Search code examples
pythonfunctionmultiprocessingglobal-variablespython-tesseract

How to assign list created inside a function to the data frame column


I am using python 3.7.4 on VS code. I created a function img_to_text() which takes argument as a pdf file. This function creates JPEG of the first page of the PDF and use pytesseract.image_to_string() method to read string from the image. This string is then searched for some names and if a name appear in the string, it's then appended to the list main_consultant_name().

Since the run time for the whole process was considerably high, I used multiprocessing to reduce the run time which was indeed reduced to 2 minutes from the sequential runtime of 34 minutes for 258 PDFs

def img_to_text(file):
    main_consultant_name = []
    pytesseract.pytesseract.tesseract_cmd = r'C:\Users\.....\......\Tesseract-OCR\tesseract.exe'
    pages = convert_from_path("C:/pdfs" + file + '.pdf', 500, last_page= 1)
    for page in pages:
        filename = file +'_Page1.jpg'
        page.save("C:/Users/................" + filename, 'JPEG')
        text = str(((pytesseract.image_to_string(Image.open("C:/Users/............../" + filename))))).lower().replace('\n\n',' ')
        consultant_name = []
        for name in consultant_name_lst:
            if name.lower() in text:
                consultant_name.append(name)
        main_consultant_name.append(consultant_name)
    return main_consultant_name

def process_handler():
    with engine.connect() as conn:
        query1 = "SELECT * FROM pdfs;"
        df1 = pd.read_sql(query1, conn)
    files = [file for file in df1['pdfName']]
    with Pool() as pool:
        results = pool.map(img_to_text, files)
    for result in results:
        print(result)

df1['consultant_name'] = main_consultant_name     # problem is here

I am trying to add a column in dataframe df1 from list main_consultant_name, but I get an error message NameError: name 'main_consultant_name' is not defined. I did some research and kind of got some idea that since list has been defined inside the function, it cannot be accessed outside of the function. I tried to globally define the list but it did not work and returned the same error message.

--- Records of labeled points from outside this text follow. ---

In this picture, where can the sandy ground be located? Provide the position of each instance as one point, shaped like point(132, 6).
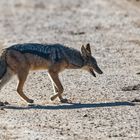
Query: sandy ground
point(101, 107)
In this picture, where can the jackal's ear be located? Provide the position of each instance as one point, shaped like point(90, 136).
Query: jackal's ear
point(84, 51)
point(88, 48)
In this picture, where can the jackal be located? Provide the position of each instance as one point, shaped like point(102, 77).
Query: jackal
point(20, 58)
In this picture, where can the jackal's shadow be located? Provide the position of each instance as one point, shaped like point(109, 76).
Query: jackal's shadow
point(69, 106)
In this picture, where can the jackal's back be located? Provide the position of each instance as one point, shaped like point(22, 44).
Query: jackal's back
point(52, 52)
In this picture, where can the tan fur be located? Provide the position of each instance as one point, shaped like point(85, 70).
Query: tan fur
point(20, 64)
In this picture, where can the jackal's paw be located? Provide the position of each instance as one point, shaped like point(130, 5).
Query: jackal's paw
point(65, 101)
point(136, 100)
point(30, 101)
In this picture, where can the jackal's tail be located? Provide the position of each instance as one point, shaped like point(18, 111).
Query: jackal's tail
point(3, 64)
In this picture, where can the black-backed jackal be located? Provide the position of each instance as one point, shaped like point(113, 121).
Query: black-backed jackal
point(20, 58)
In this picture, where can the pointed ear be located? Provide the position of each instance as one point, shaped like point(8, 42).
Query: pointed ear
point(88, 48)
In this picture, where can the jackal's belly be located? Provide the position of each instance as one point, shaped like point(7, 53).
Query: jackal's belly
point(37, 62)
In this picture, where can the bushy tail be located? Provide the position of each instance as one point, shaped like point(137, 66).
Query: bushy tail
point(3, 64)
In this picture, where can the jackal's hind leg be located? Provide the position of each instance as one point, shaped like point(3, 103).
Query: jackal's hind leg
point(6, 78)
point(57, 87)
point(22, 76)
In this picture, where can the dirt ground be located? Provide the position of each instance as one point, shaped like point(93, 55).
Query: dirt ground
point(101, 107)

Any ideas as to what am I doing wrong here? Thanks a lot!


Solution

  • Well, the explanation is because the concept of namespaces and variable scope, there are always three namespaces which are Built-in, global and local and sometimes there is one more called Enclosing. In short, the variables declared in the module belongs to global namespace and the variables declared in a function belongs to local and you can access from local to global as below:

    a = 'Hello'
    def testing():
      return a
    
    print(testing()) # Prints 'Hello'
    

    But you can't access from global to local and it's what you're trying to do in your code, just to show you with same before example:

    def testing():
      a = 'Hello'
      return a
    
    print(a)
    

    Raises the error: NameError: name 'a' is not defined

    So what you can do is catching what img_to_text returns and then assign to df1['consultant_name']:

    def testing():
      a = 'Hello'
      return a
    
    result = testing()
    print(result) # Prints 'Hello'
    

    Or something like this using global but it's not recommended :

    a = ''
    def testing():
      global a
      a = 'Hello'
      return a
    
    result = testing()
    print(result)
    

    Hope this can help you :)